"Roberto, do your business and let's get back to the hotel," Tuck called into the sky. The fruit bat barked and snagged an overhead limb as he passed, his momentum nearly sending him in a loop around it before he pendulumed and settled in upside-down attitude. The bat barked again, licked his little doggy chops, and folded his great wings around himself to ward off the coastal cold.
"Fine," Tuck said, "but you're not getting back into the room until you poop."
He'd inherited the bat from a Filipino navigator he'd met while flying a private jet for a doctor in Micronesia; a job he'd only taken because his U.S. pilot's license had been yanked for crashing the pink Mary Jean Cosmetic jet while initiating a young woman into the Mile-High Club. Drunk. After Micronesia he'd moved to the Caribbean with his fruit bat and his beautiful new island wife and started a charter business. Now, six years later, his beautiful island wife was running the charter business with a seven-foot Rastafarian and Tucker Case had nothing to his name but a fruit bat and temporary gig flying helicopters for the DEA, spotting marijuana patches in the Big Sur wilderness area. Which put him in Pine Cove, holed up in a cheap motel room, four days before Christmas, alone. Lonesome. Hosed.

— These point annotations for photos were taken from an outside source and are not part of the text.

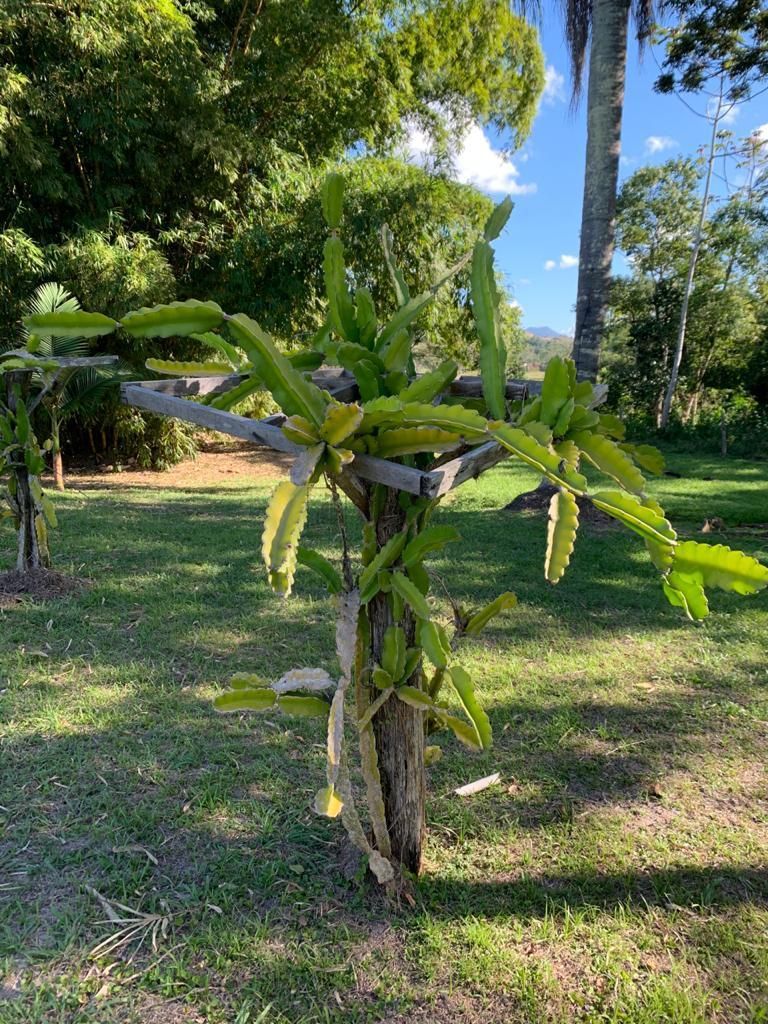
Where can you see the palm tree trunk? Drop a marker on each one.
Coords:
(56, 452)
(604, 109)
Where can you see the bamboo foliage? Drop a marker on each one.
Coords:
(400, 417)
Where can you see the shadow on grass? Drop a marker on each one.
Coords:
(554, 895)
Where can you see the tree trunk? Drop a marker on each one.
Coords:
(604, 109)
(695, 248)
(30, 555)
(57, 470)
(397, 727)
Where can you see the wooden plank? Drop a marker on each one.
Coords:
(467, 466)
(471, 387)
(181, 386)
(214, 419)
(259, 432)
(61, 361)
(341, 385)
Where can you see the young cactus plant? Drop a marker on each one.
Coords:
(400, 675)
(22, 459)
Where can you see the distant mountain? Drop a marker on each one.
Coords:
(542, 343)
(544, 332)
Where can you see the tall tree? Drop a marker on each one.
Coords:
(657, 213)
(710, 35)
(606, 23)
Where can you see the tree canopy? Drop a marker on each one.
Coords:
(172, 115)
(714, 38)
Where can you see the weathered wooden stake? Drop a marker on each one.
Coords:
(398, 728)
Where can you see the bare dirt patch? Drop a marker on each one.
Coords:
(537, 502)
(41, 585)
(218, 462)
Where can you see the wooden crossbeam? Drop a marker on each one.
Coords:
(169, 397)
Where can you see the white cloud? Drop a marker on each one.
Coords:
(554, 85)
(729, 112)
(475, 162)
(657, 143)
(565, 262)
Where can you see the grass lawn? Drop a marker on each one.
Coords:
(619, 873)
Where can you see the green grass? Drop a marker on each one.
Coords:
(616, 875)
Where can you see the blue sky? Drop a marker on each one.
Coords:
(538, 252)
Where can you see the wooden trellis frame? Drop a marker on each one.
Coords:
(169, 397)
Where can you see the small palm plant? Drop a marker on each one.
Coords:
(80, 390)
(400, 675)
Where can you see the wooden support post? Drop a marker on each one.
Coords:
(398, 728)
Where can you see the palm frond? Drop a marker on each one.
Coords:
(49, 298)
(87, 390)
(52, 298)
(578, 15)
(644, 15)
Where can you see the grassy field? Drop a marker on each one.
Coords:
(619, 873)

Tuck had once been a ladies' man of the highest order — a Don Juan, a Casanova, a Kennedy sans cash — yet now he was in a town where he didn't know a soul and he hadn't even met a single woman to try to seduce. A few years of marriage had almost ruined him. He'd become accustomed to affectionate female company without a great deal of manipulation, subterfuge, and guile. He missed it. He didn't want to spend Christmas alone, dammit. Yet here he was.
And there she was. A damsel in distress. A woman, alone, out here in the night, crying — and from what Tuck could tell by the headlights of a nearby pickup truck, she had a nice shape. Great hair. Beautiful high cheekbones, streaked with tears and mud, but you know, exotic-looking. Tuck checked to see that Roberto was still safely hanging above, then straightened his bomber jacket and made his way across the street.